Au pays qui prétend devenir le troisième pôle de biotechnologie dans…
quatre ans, les cancéreux attendent dix mois pour leur premier
rendez-vous.
“Pour des raisons liées à la maintenance, les rendez-vous (de
radiothérapie) sont fixés au mois de juin 2012 pour les malades qui se
présentent maintenant”, nous apprend, dans un bouleversant cri d’alarme,
le professeur Kamel Bouzid, chef du service d’oncologie médicale au
centre Pierre et Marie Curie d’Alger (CPMC) et président de la Société
algérienne d’oncologie médicale. “Sur 44 000 nouveaux cas de cancer
enregistrés chaque an en Algérie,
28 000 nécessitent un traitement par radiothérapie. Sur ces 28 000,
seuls 8 000 malades sont traités par radiothérapie, faute de moyens.
20 000 malades ne sont pas traités.”
Pour résumer, les cancéreux algériens sont abandonnés à leur sort.
Depuis 1994, la Sécurité sociale n’octroie plus de prise en charge pour
les malades du cancer, enfin pour les malades ordinaires, parce que pour
les élus de la rente, il est possible de se faire transférer pour une
appendicite. Mais pour le commun des cancéreux, la médecine n’existe
pas.
Du moins pour plus des deux tiers d’entre eux.
Inutile d’interpeller les tutelles concernées. Elles pourraient nous
exhiber les mesures pour répondre à tous les besoins de santé publique…

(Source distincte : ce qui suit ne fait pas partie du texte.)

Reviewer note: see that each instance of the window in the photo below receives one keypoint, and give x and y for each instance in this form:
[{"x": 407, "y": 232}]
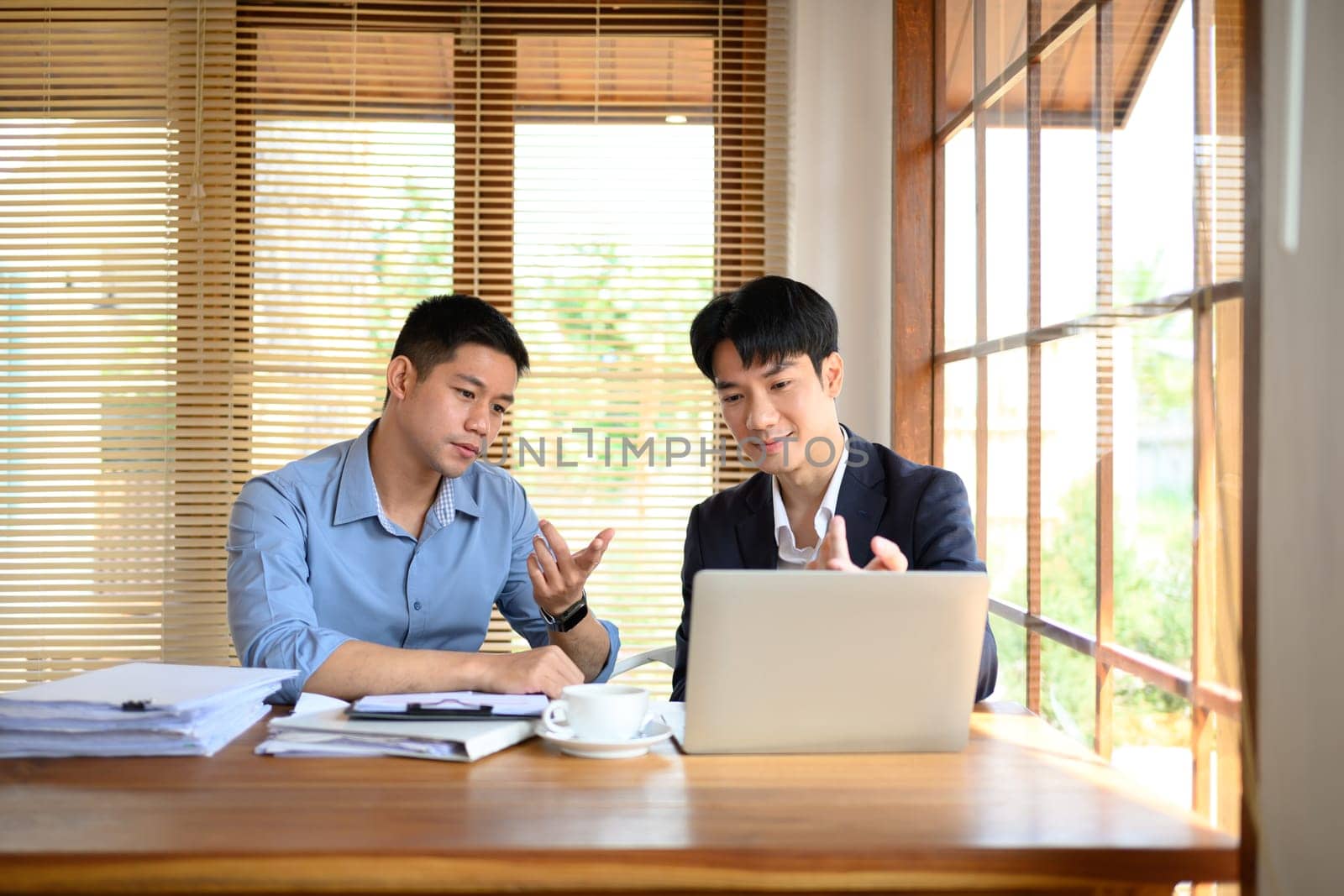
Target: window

en 2014. Sinon, elles nous opposeraient les contraintes budgétaires et
nous expliqueraient la pénurie (qui, officiellement, n’existe pas) de
médicaments par la volonté patriotique de réduire la facture
d’importation de produits pharmaceutiques. Les consommateurs de
médicaments sont moins nombreux que les demandeurs d’huile et de sucre
qui, eux, ont aussi la santé pour manifester.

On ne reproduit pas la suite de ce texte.